Trump had — well, really, there’s no point in discussing that, is there? This week in court we’ve been dragged through his entanglement with Stormy Daniels (“He said, ‘Oh it was great. Let’s get together again, honeybunch,’” Daniels testified on Tuesday. “I just wanted to leave.”), which is interesting only now that we’re arguing about whether he illegally disguised the money he used to silence her as legal expenses.

Cleveland, a Democrat, was nominated for president as a virtuous bachelor. Then a story arose about a possible son. There was definitely a child, born to an unmarried woman with a drinking problem. Cleveland looked after the child and eventually arranged to have him adopted.

It took some of the Republican tabloids of the era about two minutes to figure out a spin. “Ma, Ma, where’s my pa?” they roared. (To which the Democrats later replied, “Gone to the White House, ha, ha, ha!”)

Cleveland told his advisers to “tell the truth” in the face of the scandal. This approach succeeded, possibly because many people at the time assumed the child in question was actually the secret offspring of Cleveland’s longtime friend Oscar Folsom, who died not long before in a carriage accident. His daughter, a beautiful college student named Frances, was the secret love of Cleveland’s life.

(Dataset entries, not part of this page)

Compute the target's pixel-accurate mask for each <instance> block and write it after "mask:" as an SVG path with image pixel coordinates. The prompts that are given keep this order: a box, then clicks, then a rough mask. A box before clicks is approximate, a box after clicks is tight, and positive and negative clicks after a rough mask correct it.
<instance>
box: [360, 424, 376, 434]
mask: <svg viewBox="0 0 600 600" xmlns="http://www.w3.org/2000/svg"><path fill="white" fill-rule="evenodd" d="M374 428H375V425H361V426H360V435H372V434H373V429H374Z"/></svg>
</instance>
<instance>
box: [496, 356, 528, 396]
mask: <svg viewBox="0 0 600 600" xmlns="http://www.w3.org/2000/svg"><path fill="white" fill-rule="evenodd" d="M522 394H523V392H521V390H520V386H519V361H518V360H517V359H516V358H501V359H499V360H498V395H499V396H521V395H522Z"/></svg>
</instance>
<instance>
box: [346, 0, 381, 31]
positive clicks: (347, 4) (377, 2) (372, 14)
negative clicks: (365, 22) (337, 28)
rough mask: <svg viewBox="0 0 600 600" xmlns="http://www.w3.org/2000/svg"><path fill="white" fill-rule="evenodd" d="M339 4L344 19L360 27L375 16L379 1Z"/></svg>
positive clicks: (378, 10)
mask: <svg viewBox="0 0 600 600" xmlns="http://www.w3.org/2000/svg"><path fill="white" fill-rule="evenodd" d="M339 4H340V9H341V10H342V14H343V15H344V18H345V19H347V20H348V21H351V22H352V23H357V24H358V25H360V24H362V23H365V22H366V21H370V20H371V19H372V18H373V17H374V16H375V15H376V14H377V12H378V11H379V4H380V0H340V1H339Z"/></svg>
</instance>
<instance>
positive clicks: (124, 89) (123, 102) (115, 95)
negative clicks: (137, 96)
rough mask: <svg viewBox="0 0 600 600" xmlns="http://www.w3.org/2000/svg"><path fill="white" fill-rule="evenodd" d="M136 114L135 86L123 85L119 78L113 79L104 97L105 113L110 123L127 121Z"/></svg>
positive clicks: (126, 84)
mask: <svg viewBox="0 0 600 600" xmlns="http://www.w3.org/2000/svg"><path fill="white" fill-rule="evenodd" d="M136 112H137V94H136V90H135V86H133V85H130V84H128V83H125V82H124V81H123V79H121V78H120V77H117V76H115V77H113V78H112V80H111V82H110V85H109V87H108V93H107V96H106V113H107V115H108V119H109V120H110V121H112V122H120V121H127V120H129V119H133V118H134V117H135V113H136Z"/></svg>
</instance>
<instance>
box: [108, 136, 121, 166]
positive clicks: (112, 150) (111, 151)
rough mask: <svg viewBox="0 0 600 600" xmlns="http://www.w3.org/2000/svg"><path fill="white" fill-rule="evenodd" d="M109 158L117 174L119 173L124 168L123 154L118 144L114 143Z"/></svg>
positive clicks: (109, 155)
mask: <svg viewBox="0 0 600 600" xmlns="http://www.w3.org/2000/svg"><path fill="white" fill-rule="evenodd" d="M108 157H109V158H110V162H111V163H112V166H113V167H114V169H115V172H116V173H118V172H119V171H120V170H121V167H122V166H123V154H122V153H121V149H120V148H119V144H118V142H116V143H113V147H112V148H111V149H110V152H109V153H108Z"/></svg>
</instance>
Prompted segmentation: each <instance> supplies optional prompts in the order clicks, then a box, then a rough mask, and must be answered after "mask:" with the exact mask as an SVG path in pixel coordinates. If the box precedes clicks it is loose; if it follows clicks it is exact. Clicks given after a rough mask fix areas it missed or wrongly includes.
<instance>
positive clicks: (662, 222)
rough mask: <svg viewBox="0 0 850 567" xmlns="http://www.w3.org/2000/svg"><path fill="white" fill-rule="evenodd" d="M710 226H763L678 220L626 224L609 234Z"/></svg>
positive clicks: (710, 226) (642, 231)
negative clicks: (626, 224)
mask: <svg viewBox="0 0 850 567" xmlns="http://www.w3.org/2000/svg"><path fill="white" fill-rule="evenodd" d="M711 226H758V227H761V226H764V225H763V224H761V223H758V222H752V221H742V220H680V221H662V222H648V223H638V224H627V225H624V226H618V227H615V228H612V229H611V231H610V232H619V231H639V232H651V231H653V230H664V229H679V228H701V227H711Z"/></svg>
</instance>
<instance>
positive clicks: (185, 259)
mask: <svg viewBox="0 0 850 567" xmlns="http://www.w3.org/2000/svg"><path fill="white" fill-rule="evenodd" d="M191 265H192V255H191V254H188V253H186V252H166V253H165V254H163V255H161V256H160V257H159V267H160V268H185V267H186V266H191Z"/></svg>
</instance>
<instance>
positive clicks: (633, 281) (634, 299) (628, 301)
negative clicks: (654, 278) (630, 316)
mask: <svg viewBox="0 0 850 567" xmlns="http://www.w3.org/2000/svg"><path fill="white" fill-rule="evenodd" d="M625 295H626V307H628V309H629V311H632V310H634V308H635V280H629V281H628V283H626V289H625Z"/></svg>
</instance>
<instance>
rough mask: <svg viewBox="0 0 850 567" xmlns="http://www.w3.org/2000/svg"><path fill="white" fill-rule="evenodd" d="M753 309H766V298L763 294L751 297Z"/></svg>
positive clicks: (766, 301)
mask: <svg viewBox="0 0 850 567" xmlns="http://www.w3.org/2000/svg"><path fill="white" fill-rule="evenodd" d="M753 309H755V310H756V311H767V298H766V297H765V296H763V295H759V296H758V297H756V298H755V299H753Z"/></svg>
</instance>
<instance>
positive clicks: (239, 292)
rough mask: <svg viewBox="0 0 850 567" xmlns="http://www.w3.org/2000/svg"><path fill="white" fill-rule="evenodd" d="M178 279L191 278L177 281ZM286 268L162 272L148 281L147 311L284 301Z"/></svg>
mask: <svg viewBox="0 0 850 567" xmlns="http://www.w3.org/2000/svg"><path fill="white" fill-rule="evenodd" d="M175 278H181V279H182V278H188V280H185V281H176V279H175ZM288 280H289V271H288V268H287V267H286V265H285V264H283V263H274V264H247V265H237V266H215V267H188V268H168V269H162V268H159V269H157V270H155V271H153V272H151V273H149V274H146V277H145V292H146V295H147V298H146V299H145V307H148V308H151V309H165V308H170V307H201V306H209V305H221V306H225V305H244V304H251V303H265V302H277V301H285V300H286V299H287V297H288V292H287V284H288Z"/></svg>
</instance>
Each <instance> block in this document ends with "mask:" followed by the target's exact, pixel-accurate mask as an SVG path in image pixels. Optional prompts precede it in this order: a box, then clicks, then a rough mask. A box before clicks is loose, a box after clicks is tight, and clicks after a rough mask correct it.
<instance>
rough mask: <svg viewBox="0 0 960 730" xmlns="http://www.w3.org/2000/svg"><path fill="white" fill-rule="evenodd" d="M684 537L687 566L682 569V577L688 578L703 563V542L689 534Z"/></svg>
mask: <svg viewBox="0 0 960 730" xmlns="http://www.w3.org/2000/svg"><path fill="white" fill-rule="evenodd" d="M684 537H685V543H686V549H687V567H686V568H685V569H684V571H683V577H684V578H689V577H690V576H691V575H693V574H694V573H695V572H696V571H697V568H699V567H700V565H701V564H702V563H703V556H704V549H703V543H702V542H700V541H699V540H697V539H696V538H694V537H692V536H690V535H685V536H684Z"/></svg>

Jump to the end here: The voters decided they were more interested in Cleveland’s superhonesty in public matters than secret offspring. He married Frances Folsom in the nation’s first White House wedding. And they lived devotedly until Cleveland died.

Not going to make you try to compare this with the Trump saga because, really, I know you’ve already gotten there. Just a story about sex and the White House that might make you feel a little less depressed about what you’re reading today.